Les journalistes nord-africains connaissent bien Belmokhtar et son trafic transfrontalier de cigarettes, d’armes, de 4 x 4, de drogues, de diamants et d’immigrés clandestins, et ils sont aussi consternés de voir aujourd’hui l’Algérie (d’ailleurs terre natale de Belmokhtar) engagée dans la croisade occidentale au Mali. Les survols de l’espace aérien algérien font l’objet d’amères critiques dans la presse algérienne (ce qu’on ignore superbement à Londres, où les "guerres contre le terrorisme" l’emportent sur le sentiment de l’opinion algérienne), décriés comme autant d’humiliations de l’Algérie par ses anciens colonisateurs.

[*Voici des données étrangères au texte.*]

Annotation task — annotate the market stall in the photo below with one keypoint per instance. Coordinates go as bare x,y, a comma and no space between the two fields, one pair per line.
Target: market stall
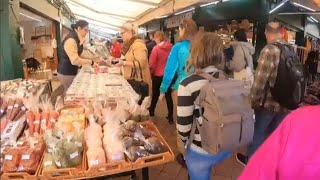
98,129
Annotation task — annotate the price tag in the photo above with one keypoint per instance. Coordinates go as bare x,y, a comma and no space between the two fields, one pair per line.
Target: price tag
94,162
20,143
47,163
58,164
53,120
79,144
43,121
8,157
73,155
25,157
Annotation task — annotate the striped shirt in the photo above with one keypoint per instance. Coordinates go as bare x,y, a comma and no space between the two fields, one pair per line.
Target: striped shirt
187,111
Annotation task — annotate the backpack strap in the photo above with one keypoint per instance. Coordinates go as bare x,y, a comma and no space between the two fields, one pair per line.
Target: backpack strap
245,59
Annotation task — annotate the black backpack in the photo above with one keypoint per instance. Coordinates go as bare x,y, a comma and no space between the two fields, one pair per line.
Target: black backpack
290,84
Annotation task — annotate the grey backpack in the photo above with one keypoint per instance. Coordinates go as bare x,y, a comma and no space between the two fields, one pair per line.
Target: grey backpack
227,116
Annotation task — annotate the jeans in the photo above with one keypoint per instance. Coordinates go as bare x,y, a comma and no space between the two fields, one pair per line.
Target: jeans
200,164
156,83
266,122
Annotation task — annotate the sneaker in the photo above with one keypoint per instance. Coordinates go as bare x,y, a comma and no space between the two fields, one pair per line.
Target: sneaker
242,159
181,160
151,113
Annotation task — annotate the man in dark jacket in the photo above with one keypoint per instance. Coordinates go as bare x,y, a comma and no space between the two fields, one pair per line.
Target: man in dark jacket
150,43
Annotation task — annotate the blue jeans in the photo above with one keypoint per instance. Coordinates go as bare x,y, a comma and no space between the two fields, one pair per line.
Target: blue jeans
266,123
200,164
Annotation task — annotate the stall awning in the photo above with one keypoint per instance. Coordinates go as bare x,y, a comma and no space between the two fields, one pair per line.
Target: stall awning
110,15
107,16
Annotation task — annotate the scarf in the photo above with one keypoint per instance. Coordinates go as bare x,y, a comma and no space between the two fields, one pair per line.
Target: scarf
126,45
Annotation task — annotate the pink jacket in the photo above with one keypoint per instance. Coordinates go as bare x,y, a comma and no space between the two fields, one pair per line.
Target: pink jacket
159,57
292,152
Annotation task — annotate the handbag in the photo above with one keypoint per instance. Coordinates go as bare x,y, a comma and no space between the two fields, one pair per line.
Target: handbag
245,74
140,87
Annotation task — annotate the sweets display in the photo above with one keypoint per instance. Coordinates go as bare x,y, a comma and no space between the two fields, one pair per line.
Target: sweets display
65,141
23,156
22,88
101,85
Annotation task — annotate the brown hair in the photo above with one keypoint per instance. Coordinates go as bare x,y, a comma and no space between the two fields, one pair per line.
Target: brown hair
206,50
160,35
190,29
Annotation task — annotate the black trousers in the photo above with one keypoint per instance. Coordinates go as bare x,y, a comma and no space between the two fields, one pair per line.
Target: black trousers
156,83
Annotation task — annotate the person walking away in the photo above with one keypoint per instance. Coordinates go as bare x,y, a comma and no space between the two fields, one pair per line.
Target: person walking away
136,55
158,61
278,87
151,43
242,62
298,137
175,68
115,48
72,56
198,121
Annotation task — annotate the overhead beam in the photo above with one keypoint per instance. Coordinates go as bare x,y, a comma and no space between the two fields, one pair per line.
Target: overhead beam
81,16
144,2
294,13
76,3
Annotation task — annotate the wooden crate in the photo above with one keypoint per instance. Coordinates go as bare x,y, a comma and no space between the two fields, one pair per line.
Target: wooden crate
110,168
63,173
22,175
154,159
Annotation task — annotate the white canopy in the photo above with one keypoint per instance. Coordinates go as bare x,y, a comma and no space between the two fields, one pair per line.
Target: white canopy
107,16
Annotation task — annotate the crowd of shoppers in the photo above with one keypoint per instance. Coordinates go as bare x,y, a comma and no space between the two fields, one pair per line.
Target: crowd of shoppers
178,73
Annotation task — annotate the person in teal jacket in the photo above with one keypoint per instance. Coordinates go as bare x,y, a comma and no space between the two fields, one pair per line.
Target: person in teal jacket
175,71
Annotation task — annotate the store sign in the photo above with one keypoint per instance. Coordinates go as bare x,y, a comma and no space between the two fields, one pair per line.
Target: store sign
176,20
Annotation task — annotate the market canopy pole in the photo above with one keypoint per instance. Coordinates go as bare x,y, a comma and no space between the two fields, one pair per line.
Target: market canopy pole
168,8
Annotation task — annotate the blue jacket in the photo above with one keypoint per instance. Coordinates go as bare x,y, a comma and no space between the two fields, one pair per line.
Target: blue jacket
175,66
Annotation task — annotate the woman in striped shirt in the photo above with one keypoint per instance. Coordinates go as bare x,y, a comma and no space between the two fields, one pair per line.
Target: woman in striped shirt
205,55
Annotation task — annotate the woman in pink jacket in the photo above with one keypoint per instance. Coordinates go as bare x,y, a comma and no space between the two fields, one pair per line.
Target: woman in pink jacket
292,152
158,61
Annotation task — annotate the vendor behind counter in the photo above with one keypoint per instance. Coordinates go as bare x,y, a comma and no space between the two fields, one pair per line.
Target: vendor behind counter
72,56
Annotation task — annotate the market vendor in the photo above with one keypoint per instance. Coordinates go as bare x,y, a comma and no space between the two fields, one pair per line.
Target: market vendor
72,56
135,53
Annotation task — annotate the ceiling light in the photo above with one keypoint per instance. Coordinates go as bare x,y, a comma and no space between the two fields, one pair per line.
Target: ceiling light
305,7
191,9
160,17
314,19
277,7
30,17
209,4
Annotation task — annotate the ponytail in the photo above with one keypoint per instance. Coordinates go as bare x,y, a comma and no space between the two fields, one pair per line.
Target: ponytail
80,23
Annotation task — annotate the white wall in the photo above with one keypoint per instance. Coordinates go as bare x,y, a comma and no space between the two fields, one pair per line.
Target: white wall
31,45
48,9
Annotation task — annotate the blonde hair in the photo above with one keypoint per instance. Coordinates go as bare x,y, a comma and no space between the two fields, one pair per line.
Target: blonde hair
130,27
159,34
206,50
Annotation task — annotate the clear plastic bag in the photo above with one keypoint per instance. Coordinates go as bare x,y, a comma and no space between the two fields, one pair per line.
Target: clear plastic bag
135,152
154,146
48,162
96,157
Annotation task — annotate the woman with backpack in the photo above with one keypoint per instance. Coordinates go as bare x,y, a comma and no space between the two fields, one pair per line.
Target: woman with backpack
241,63
206,54
175,68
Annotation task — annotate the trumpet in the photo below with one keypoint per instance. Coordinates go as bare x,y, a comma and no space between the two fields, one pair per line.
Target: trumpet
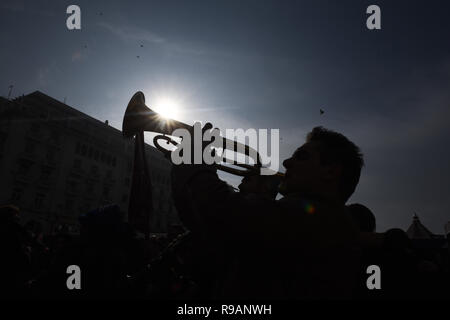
139,118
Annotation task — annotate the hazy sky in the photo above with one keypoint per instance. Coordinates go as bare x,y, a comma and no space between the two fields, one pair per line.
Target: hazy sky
261,64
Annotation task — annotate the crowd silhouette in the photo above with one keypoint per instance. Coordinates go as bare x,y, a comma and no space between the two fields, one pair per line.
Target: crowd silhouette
239,245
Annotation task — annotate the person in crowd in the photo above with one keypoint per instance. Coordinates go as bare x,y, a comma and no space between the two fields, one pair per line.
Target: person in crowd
304,245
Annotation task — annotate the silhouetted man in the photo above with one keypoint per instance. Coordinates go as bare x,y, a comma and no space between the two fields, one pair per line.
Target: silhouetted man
302,246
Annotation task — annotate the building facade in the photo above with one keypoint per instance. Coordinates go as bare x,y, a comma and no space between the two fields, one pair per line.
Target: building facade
57,162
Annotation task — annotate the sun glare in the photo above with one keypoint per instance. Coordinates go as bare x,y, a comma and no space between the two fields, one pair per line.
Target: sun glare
167,108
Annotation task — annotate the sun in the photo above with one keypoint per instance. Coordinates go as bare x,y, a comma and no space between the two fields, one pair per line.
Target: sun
167,108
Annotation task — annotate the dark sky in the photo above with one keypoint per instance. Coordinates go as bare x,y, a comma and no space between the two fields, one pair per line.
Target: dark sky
262,64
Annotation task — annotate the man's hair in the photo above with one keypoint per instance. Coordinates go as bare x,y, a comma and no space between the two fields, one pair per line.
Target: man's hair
362,217
335,148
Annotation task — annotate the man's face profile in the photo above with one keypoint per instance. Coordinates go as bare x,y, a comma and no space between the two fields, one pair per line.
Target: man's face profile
304,172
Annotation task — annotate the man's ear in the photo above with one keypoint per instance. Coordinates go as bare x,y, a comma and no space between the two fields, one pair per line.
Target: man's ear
333,172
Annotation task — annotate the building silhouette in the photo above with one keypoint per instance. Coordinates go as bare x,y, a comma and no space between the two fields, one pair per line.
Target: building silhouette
57,162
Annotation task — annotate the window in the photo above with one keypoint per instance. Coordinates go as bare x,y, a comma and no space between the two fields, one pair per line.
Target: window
45,173
55,137
50,155
106,191
69,206
3,136
29,146
16,195
35,127
77,163
39,201
94,170
24,167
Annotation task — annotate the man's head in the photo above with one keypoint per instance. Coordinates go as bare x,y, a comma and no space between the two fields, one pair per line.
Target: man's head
327,165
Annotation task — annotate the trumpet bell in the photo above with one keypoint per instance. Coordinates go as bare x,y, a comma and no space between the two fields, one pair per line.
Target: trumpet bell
138,117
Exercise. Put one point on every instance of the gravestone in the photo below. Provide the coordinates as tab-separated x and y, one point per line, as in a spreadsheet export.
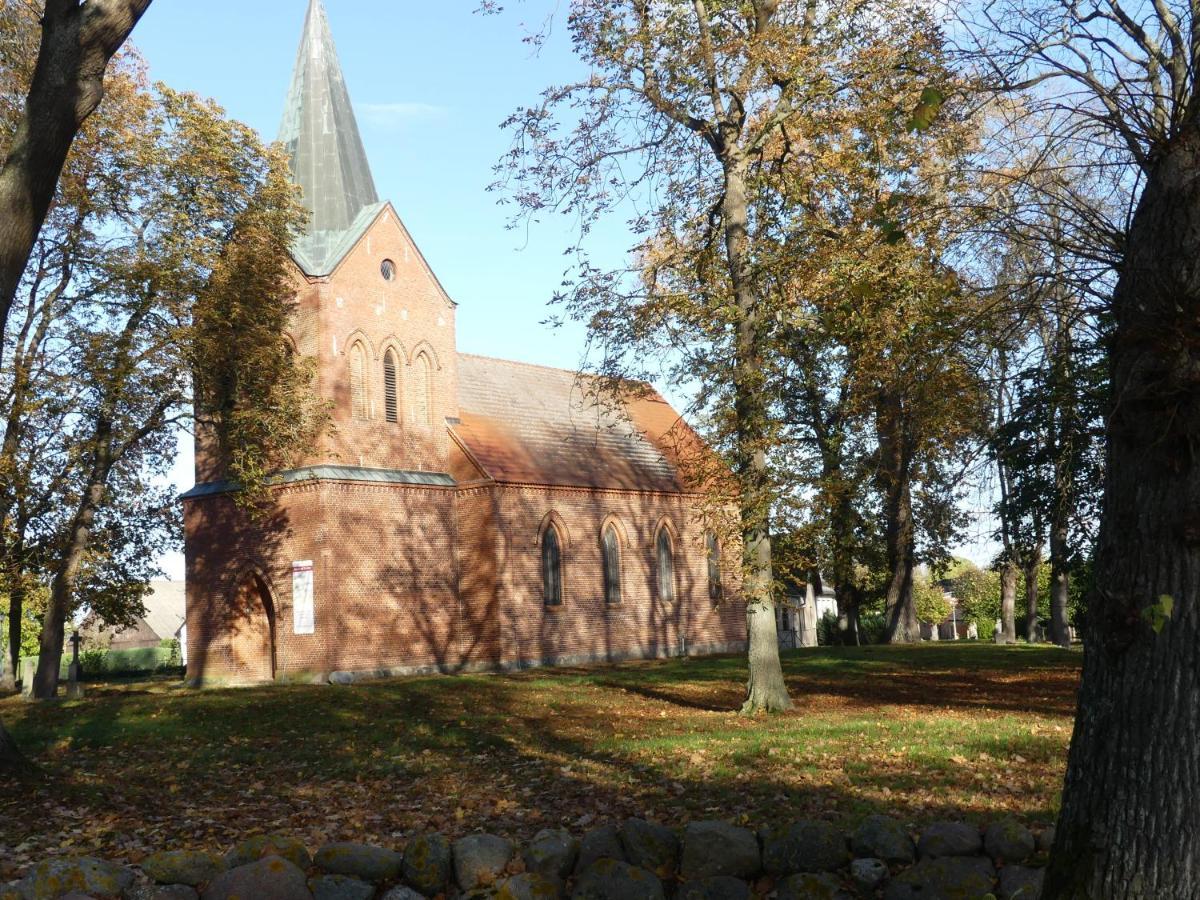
28	670
75	690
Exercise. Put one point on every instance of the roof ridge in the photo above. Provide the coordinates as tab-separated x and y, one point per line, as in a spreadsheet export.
527	365
559	369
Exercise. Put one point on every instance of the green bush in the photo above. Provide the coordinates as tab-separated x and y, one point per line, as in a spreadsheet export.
827	630
173	657
871	627
93	660
143	660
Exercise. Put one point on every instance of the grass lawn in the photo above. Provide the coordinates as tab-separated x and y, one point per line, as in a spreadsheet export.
921	732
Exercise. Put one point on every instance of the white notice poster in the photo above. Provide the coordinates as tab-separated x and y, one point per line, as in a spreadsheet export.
301	598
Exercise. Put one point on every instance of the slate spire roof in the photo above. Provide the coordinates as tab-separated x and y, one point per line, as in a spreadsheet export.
328	160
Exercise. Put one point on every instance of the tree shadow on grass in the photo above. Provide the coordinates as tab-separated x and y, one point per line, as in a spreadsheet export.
509	754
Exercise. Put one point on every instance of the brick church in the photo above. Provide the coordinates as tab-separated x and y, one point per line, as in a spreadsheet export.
465	513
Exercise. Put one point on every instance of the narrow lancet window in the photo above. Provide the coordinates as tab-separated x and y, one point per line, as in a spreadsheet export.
715	589
359	406
666	567
391	411
611	551
551	568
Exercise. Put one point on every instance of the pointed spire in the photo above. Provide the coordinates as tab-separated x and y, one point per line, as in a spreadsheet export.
322	136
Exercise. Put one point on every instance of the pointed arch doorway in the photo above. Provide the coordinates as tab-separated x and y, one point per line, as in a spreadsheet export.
252	633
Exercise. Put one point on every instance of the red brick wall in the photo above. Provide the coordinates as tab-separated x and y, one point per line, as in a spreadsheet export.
409	315
437	579
412	577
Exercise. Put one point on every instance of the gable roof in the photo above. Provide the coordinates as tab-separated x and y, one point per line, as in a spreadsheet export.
325	149
528	424
166	607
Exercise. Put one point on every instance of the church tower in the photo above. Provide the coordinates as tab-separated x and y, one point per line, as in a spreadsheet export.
370	309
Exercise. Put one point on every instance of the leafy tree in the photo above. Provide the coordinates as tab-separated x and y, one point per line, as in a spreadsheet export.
681	103
77	41
1117	81
978	594
166	246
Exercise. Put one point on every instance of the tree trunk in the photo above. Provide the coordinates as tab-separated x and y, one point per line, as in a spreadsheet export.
78	40
766	689
1060	587
1032	564
895	480
1129	825
847	617
49	658
16	616
1008	601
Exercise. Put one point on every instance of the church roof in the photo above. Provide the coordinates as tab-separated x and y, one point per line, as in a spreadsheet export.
528	424
328	160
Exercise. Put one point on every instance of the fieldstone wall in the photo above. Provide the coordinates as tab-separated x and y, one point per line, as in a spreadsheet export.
635	861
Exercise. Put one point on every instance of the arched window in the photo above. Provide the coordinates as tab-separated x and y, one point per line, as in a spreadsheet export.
611	551
360	407
423	402
551	567
390	409
713	547
666	567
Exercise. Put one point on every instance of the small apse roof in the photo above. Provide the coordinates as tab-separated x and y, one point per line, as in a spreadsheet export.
528	424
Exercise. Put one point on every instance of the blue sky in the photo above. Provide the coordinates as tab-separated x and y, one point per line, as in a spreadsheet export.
431	84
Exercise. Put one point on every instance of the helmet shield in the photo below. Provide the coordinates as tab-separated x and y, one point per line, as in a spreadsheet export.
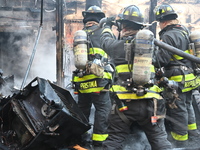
165	12
132	14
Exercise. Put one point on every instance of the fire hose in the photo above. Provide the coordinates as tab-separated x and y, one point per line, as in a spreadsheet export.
34	49
163	45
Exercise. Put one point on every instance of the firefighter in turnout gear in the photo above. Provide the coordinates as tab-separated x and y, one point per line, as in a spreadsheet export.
92	83
135	103
181	116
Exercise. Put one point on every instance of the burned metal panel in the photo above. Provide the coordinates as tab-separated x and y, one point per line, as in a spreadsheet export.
42	113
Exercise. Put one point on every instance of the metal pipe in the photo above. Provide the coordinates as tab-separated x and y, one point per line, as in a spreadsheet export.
177	51
34	48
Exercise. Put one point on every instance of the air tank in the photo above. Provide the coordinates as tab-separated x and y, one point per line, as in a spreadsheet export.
80	49
144	45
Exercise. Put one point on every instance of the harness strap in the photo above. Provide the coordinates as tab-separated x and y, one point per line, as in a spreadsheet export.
122	116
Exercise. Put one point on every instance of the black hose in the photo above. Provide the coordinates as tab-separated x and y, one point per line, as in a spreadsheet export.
177	51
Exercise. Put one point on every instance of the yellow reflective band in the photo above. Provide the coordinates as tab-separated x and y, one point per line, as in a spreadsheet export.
179	137
155	88
169	9
192	126
123	95
118	88
87	85
152	68
126	12
191	82
107	30
179	57
99	137
129	96
106	75
179	78
122	68
91	90
96	50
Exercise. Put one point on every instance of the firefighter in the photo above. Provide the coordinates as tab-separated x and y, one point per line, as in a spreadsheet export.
133	105
93	89
181	115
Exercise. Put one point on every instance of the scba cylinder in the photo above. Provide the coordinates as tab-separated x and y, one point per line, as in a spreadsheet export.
80	49
142	63
195	38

Mais pourquoi nous soucier des Algériens quand ils ont pour nos morts le même mépris que nous avons toujours manifesté pour les musulmans morts en Irak, en Afghanistan ou encore en Palestine ? Vous noterez que la Syrie se trouve temporairement classée dans une autre catégorie : notre désir de détruire Bachar El-Assad nous permet en effet de faire de toutes ses victimes des Occidentaux à titre honorifique. Etonnant, ce phénomène. Car parmi les rebelles qui affrontent l’impitoyable Assad figurent des gens très semblables à ce monsieur Belmokhtar et à ses joyeux islamistes, ceux-là même qui suscitent l’ire de Kouchner "le Croisé".

Mais, serait-ce un vieux relent d’insanité coloniale que je reconnais là  ? On continue le long du fleuve Niger [référence à Carry on... up the Khyber, un film satirique sur les Britanniques en Inde] ? Des troupes françaises qui combattent des insurgés. Des "terroristes" qui battent en retraite. Des gros titres qui rappellent ceux de 1954 à 1962. Dans un pays qui s’appelle l’Algérie. Or, croyez-moi, cette guerre-là , les Français ne l’ont pas gagnée.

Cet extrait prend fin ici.